Deficit: A negative amount (debit balance) of retained earnings caused by cumulative losses and dividend distributions exceeding cumulative net income.
Demand Loan: Loan repayable upon demand of creditor.
Dependent: An individual who qualifies to be claimed as a dependent exemption on another person's income tax return.
Depletion: Gradual using up or consumption of a natural resource.
Depreciation: Accounting process of allocating in a systematic manner the cost or other basic value of a tangible, long-lived asset or group of assets over the useful life of the asset. See Amortization.
Direct Cost: Costs identified with a specific unit of product (for example, clay in the production of flowerpots or tubing in the production of bicycles).
Direct Deposit: When you give the IRS the go-ahead, they'll send your refund directly to your bank account. It's the fastest way to get your cash.
Directors: Directors are elected by the shareholders. They manage or direct the affairs of the corporation. Typically, the directors make only major business decisions and monitor the activities of the officers.
Direct Tax: A direct tax cannot be shifted to others (unlike an indirect tax). A good example of a direct tax is the Federal income tax. You just have to pay it.
Disposable Income: An individual's income after taxes.
Dissolution: The termination of a corporation's legal existence. Dissolution may be caused many ways including: failure to file annual reports, failure to pay certain taxes, bankruptcy, or voluntary dissolution of the corporation by the shareholders and directors.
Dividend: A distribution of money or property paid by the corporation to a shareholder. These distributions are subject to a double tax; both the corporation and the dividend recipient must pay federal taxes on these earnings.
Domestic Corporation: A Corporation is a domestic corporation in the state where it has incorporated.

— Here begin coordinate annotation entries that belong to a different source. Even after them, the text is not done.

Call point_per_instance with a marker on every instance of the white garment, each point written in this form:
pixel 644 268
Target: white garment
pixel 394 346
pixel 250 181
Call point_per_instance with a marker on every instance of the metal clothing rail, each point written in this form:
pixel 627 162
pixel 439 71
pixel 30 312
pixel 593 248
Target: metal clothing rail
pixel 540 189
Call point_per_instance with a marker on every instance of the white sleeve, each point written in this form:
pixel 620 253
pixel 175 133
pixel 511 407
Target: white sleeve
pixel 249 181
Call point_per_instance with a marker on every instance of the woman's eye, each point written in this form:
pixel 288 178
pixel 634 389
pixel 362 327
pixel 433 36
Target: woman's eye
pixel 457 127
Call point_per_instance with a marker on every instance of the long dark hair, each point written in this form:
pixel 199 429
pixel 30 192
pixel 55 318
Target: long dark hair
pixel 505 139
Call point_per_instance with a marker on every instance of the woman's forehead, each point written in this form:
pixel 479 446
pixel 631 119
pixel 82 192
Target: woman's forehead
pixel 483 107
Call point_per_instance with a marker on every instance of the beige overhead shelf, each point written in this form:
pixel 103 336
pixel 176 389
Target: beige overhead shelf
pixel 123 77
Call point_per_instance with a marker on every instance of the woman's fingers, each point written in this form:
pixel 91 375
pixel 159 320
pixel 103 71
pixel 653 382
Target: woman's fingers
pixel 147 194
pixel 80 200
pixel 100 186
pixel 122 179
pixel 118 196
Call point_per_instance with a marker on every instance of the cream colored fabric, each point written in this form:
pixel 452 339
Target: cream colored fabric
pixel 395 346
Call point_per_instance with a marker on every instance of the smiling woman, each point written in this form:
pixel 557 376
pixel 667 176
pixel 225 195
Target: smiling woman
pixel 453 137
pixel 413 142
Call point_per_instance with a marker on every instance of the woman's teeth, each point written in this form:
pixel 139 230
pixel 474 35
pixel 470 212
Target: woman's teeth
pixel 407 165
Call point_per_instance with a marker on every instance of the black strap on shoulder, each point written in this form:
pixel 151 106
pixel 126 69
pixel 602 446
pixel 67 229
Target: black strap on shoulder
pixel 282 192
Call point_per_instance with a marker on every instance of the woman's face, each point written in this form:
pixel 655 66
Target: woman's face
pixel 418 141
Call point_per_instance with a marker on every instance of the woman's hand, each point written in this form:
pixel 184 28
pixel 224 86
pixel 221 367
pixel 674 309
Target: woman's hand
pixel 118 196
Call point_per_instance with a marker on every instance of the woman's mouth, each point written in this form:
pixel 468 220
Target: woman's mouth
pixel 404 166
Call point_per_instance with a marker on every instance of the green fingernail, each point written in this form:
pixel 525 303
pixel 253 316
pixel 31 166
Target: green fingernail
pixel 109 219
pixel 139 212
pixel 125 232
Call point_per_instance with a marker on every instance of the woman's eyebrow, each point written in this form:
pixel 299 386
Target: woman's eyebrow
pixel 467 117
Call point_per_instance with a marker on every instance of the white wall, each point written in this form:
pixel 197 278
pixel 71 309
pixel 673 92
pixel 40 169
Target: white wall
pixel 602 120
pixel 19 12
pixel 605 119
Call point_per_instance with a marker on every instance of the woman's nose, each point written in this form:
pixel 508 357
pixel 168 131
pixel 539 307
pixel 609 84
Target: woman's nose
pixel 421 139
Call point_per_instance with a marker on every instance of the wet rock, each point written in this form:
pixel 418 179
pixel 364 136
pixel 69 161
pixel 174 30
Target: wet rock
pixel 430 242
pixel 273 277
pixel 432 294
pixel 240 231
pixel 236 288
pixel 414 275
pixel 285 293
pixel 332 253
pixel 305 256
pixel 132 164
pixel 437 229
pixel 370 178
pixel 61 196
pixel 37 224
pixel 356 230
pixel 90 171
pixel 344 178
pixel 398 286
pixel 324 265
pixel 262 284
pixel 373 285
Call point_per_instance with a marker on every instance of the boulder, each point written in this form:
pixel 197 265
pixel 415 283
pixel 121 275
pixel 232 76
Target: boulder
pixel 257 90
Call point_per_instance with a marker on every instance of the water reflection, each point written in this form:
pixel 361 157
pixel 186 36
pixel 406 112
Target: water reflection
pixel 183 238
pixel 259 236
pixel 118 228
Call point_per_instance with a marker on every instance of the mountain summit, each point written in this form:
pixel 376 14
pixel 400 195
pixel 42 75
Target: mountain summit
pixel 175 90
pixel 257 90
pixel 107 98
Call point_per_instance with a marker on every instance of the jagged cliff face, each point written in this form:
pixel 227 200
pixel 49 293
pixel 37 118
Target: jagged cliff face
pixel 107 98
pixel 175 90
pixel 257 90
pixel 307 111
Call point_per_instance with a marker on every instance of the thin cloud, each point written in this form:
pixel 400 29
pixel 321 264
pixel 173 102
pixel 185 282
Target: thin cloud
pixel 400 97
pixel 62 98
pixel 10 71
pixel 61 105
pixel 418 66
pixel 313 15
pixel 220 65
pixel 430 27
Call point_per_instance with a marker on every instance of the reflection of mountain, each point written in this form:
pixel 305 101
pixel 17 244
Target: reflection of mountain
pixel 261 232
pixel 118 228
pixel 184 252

Double Taxation: Corporations are treated as a separate legal taxable entity for income tax purposes. Therefore, corporations pay tax on their earnings. If corporate earnings are distributed to shareholders in the form of dividends, the corporation does not receive the reasonable business expense deduction, and dividend income is taxed as regular income to the shareholders. Thus, to the extent that earnings are distributed to shareholders as dividends, there is a double tax on earnings at the corporate and shareholder level. S corporations and LLCs are pass-through entities that are not subject to the double tax.